Motivation: Why learn statistical mechanics?

In the discussion of the The development of physics, we have seen the path of the four fundamental subjects. The connection between the theoretical framework and the phenomenological theory is clear in the development of mechanics, electromagnetic theory and quantum mechanics. One can derive the phenomenological theory explicitly from the theoretical framework. The possibility to have these explicit derivation rely on the assumption that similar description works for both the theoretical framework and the phenomenological theory even if they are in the different length and time scales. On the other hand, the case for statistical mechanics and thermodynamics is different. Thermodynamics is described using a relative small sets of thermodynamic variables. But the microscopic model contains \(\mathcal{O}(N)\sim 10^{23}\) degrees of freedom. The description of the both ends cannot be assumed to have similar form for the phenomenological theory to be useful. When \(N\) is large, we need to have a new principle to bridge them! That is what statistical mechanics is about.

The large number of degrees of freedom

The previous process, developing a microscopic model, making macroscopic predictions, and comparing with experiments, seems identical for all scientific research areas. What is so special about statistical mechanics? The key feature is: statistical mechanics deals with a macroscopic number of degrees of freedom. What we meant by macroscopic number is a number of order \(N\approx 10^{23}\). Because this number is huge, we are allowed to use statistics and make statistical statements that can help us to make some predictions.

That is, the system we are studying has a big parameter, \(N\approx 10^{23}\), and we want to analyze it. It seems the problem is getting so complicated that it is hopeless to understand. Let’s take classical coins as an example. A classical coin has \(2\) possibilities, head or tail. For \(N\) coins, we have \(2^N\approx 2^{10^{23}}\) possible outcomes to keep track with. How is it possible? However, if we think the opposite way, our problem has a natural small parameter, \(N^{-1}\). If we can use this small parameter wisely, we might be able to use it to simplify our analysis.

Basically, that’s the spirit of statistical mechanics.

What?

In the coin example, suppose we toss our coin \(M\) times. We will get a final result represented by a binary string with \(M\) bits. When \(M\) gets bigger and bigger, what statistical quantity will become smaller and smaller?

Emergent phenomena

In the previous discussion, we described how statistical mechanics is developed initially. It is developed to complete our understanding of thermodynamics. However, after it was developed, people found this concept very powerful and could be applied to various circumstances. It is useful, in general, when the number of degrees of freedom is huge.

From this point of view, learning statistical mechanics by connecting with thermodynamics is just a tool or a process to rationalize an idea: when the number of degrees of freedom is huge, it is possible that another relative tiny set of observables can describe the macroscopic properties. Those observables are related to each other in certain ways that are not obvious how they are related to microscopic physics. One might be able to find those observables and their relations using approaches that similar to statistical mechanics.

This is the idea of emergent phenomena. However, the detailed definition of emergence is beyond the scope of this course. So I will list some references and use simple examples to describe the idea. Here is one reference by S. Kivelson. In short, an emergent behavior of a physical system is a qualitative property that can only occur in the limit that the number of microscopic constituents tends to infinity. For example, microscopic physics laws are reversible. However, an increase in entropy is an irreversible process that is emergent.

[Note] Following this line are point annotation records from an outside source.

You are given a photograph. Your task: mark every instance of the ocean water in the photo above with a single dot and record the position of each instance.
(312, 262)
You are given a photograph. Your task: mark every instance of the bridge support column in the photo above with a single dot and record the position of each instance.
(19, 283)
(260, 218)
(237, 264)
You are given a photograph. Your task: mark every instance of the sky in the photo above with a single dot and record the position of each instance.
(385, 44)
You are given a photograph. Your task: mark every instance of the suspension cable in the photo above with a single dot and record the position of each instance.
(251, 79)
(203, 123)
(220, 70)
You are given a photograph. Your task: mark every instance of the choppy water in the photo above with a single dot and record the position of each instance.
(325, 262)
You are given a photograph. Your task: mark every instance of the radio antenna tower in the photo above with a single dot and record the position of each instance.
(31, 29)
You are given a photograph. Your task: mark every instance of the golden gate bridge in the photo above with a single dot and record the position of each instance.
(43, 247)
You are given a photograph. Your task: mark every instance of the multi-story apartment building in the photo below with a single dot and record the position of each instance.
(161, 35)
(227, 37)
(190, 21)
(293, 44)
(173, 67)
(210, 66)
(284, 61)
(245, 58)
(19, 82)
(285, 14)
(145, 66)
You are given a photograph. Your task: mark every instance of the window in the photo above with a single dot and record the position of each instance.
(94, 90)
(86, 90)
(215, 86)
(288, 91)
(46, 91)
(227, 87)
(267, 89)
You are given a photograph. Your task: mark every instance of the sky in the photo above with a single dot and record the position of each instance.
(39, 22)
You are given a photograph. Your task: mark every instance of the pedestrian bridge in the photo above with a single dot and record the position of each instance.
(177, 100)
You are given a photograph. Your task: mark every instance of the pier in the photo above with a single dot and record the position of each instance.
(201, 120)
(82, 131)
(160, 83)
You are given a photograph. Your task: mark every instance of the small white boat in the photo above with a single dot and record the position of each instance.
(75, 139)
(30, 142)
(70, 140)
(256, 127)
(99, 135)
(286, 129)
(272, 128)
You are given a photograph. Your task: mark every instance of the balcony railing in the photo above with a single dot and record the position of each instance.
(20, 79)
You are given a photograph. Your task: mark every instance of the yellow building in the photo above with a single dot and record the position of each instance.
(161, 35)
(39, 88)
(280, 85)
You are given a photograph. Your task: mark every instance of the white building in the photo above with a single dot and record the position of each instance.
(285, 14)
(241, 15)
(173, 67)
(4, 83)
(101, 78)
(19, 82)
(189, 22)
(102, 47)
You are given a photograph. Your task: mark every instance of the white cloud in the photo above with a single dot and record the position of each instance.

Let’s take a group of people as an example. Suppose we have \(10\times M\) people. They interact in some fashion. In system A, we have \(M\) basketball games. In system B, we run an election for the president of a fictitious country. Let’s assume \(M\) is a large number.

To understand the behavior of our system A. It is quite simple; we know they are playing basketball games. Once we know the rules of a basketball game, system A will be described accurately by the rule of basketball games. We might have different scores and rebound numbers for each player, but we understand it more or less. They are just basketball games. No emergent phenomena.

To understand the behavior of system B. It is much more challenging. The citizens in system B will exchange their opinion with each other. They could exchange views with their families and colleagues. People could form unions or parties to collaborate or compete on different issues, etc. The collective behavior could be highly non-trivial. This is an example of emergent phenomena. Here is a reference for the voters model.

The idea of statistical mechanics starts from developing a microscopic understanding of thermodynamics. However, it did not end there, and the developments of effective theory and emergent phenomena took off and got their own life in the scientific research.